Semi-Supervised Multi-Label Feature Selection with Consistent Sparse Graph Learning
Zhong, Yan, Wu, Xingyu, Zhao, Xinping, Zhang, Li, Song, Xinyuan, Shi, Lei, Jiang, Bingbing
In practical domains, high-dimensional data are usually associated with diverse semantic labels, whereas traditional feature selection methods are designed for single-label data. Moreover, existing multi-label methods encounter two main challenges in semi-supervised scenarios: (1). Most semi-supervised methods fail to evaluate the label correlations without enough labeled samples, which are the critical information of multi-label feature selection, making label-specific features discarded. (2). The similarity graph structure directly derived from the original feature space is suboptimal for multi-label problems in existing graph-based methods, leading to unreliable soft labels and degraded feature selection performance. To overcome them, we propose a consistent sparse graph learning method for multi-label semi-supervised feature selection (SGMFS), which can enhance the feature selection performance by maintaining space consistency and learning label correlations in semi-supervised scenarios.
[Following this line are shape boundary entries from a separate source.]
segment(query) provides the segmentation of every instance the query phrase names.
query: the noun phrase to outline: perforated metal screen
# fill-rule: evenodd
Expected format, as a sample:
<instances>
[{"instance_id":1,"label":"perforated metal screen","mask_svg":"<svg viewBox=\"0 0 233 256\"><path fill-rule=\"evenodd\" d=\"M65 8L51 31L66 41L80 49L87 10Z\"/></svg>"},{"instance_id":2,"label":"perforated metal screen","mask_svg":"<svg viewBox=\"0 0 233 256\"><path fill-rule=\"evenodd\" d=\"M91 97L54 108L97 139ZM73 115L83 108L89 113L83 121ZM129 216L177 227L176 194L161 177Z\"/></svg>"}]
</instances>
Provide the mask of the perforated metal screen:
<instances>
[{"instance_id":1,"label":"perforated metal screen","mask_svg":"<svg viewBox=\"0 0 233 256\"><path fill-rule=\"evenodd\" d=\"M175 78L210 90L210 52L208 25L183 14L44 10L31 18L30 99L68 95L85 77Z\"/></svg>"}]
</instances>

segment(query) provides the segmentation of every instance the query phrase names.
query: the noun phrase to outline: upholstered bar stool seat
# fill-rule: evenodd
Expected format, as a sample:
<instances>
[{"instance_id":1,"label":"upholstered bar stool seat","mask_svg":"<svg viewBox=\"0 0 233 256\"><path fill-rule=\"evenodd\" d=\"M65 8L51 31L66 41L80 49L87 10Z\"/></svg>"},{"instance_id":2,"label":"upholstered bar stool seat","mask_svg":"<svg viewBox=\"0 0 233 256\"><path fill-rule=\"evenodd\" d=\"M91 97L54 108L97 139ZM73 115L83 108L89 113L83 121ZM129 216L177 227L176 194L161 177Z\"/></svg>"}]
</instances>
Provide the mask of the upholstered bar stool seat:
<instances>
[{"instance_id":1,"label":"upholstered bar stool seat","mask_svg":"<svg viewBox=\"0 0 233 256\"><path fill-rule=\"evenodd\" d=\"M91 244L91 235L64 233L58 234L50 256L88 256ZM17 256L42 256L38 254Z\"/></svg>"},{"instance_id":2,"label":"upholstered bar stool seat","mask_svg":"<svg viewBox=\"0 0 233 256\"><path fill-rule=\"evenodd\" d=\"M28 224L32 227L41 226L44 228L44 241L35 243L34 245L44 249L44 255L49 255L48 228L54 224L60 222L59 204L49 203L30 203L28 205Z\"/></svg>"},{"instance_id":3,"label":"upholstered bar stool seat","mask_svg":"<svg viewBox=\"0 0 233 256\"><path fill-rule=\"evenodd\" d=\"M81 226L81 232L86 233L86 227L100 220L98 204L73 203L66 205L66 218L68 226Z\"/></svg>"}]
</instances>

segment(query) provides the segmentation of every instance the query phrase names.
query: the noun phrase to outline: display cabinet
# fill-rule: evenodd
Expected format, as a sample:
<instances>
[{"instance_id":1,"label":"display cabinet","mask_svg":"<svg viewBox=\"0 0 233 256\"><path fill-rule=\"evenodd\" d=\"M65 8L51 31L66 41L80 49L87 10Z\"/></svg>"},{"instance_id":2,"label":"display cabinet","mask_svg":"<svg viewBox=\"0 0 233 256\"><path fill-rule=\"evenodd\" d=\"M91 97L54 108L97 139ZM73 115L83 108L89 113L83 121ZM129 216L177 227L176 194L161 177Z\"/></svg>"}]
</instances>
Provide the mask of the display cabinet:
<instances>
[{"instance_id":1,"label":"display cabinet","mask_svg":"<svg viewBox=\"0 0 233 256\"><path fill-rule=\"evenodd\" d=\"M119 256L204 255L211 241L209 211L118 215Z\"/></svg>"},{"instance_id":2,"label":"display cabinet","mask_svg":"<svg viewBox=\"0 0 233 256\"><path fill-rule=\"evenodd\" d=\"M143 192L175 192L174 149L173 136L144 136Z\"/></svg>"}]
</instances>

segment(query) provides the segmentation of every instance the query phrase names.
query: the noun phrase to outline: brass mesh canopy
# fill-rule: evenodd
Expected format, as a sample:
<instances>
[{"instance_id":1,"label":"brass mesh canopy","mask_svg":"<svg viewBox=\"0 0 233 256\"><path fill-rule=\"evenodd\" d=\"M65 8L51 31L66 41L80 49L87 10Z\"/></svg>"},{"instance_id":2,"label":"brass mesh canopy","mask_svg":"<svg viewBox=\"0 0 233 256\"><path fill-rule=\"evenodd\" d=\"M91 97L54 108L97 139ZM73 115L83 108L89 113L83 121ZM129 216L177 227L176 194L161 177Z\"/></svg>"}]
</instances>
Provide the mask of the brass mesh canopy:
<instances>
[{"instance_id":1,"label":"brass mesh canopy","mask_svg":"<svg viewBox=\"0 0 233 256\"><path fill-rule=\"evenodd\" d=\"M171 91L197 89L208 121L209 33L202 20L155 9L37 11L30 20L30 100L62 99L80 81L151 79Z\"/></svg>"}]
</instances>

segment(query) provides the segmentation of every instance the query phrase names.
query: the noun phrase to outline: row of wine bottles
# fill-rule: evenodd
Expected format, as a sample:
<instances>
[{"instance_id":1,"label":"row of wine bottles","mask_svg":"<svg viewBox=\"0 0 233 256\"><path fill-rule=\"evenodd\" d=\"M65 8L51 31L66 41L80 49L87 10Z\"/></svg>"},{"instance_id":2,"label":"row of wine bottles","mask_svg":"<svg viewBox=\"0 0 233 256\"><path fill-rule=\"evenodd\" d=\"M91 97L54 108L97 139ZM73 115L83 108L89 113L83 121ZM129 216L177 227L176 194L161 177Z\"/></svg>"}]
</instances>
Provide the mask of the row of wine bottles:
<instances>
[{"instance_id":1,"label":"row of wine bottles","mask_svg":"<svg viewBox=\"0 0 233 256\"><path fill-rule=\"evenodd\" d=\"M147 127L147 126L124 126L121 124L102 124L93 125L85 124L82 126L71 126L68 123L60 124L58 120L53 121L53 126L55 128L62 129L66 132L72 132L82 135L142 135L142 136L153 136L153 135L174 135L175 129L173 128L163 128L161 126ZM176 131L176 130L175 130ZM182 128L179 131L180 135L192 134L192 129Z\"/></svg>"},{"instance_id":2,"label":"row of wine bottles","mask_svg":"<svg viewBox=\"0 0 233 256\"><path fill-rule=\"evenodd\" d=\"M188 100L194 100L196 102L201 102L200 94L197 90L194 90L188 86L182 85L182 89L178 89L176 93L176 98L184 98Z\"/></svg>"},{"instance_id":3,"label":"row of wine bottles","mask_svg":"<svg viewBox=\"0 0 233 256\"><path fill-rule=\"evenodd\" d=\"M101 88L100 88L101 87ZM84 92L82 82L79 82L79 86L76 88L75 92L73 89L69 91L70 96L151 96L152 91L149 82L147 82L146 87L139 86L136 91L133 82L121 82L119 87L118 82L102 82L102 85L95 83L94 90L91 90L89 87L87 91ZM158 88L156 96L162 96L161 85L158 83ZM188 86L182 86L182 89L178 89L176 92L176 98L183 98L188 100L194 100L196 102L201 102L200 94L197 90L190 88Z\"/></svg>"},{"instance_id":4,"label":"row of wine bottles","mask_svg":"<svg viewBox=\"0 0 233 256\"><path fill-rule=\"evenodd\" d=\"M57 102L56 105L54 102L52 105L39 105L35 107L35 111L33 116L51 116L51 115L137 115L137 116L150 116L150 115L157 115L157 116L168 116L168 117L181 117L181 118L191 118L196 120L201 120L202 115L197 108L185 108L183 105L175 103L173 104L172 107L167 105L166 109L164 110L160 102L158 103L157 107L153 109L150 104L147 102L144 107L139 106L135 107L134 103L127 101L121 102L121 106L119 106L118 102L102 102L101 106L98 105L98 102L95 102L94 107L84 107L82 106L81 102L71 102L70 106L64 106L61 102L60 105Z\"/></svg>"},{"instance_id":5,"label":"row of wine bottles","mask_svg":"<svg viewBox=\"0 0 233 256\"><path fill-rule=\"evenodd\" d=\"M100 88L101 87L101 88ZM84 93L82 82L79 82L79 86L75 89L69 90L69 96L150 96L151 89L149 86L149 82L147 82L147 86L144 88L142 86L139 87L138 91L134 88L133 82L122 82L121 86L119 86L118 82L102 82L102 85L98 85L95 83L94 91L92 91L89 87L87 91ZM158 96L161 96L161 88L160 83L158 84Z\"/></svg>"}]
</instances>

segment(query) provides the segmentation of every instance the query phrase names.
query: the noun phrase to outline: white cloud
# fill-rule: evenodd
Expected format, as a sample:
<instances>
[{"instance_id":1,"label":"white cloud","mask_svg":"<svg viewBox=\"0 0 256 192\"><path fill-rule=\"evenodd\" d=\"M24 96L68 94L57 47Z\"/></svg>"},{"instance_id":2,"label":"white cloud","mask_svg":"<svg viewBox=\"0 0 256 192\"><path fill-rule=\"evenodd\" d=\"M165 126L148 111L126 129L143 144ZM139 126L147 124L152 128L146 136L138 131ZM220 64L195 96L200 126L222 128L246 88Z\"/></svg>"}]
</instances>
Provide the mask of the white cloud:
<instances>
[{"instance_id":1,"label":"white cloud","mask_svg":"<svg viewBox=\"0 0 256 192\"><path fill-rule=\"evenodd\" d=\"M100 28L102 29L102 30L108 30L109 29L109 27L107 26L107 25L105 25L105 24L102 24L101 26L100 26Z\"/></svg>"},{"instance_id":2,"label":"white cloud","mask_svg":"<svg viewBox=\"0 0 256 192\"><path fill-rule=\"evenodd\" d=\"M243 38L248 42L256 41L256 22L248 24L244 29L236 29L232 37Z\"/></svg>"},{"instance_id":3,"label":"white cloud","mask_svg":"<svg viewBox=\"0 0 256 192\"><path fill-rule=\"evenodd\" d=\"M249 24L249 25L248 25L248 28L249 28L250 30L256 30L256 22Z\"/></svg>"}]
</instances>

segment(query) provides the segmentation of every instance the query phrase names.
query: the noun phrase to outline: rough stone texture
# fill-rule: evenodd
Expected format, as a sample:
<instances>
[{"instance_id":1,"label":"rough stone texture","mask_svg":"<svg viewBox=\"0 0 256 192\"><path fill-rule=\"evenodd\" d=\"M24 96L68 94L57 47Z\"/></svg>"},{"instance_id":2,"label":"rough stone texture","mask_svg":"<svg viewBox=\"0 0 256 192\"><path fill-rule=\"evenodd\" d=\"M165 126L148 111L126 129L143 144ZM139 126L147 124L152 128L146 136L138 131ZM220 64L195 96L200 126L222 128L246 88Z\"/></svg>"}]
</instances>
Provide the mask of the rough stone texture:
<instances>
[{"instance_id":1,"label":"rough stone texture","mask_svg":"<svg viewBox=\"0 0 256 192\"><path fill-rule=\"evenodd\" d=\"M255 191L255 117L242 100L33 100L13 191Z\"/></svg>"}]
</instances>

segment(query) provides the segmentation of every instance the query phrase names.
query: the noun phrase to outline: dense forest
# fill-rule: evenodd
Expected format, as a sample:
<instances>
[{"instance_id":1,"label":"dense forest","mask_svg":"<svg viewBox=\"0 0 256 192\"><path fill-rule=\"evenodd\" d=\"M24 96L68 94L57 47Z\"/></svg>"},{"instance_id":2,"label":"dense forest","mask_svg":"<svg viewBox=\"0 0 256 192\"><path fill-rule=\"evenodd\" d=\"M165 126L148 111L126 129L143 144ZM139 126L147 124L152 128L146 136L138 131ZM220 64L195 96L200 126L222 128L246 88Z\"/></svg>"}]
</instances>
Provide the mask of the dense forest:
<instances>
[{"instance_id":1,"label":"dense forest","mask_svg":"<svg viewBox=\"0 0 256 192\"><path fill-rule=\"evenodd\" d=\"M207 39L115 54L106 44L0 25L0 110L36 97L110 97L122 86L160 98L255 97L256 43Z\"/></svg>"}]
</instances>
Specifically, for Challenge (1), SGMFS learns a low-dimensional and independent label subspace from the projected features, which can compatibly cross multiple labels and effectively achieve the label correlations. For Challenge (2), instead of constructing a fixed similarity graph for semi-supervised learning, SGMFS thoroughly explores the intrinsic structure of the data by performing sparse reconstruction of samples in both the label space and the learned subspace simultaneously. In this way, the similarity graph can be adaptively learned to maintain the consistency between label space and the learned subspace, which can promote propagating proper soft labels for unlabeled samples, facilitating the ultimate feature selection. An effective solution with fast convergence is designed to optimize the objective function. Extensive experiments validate the superiority of SGMFS.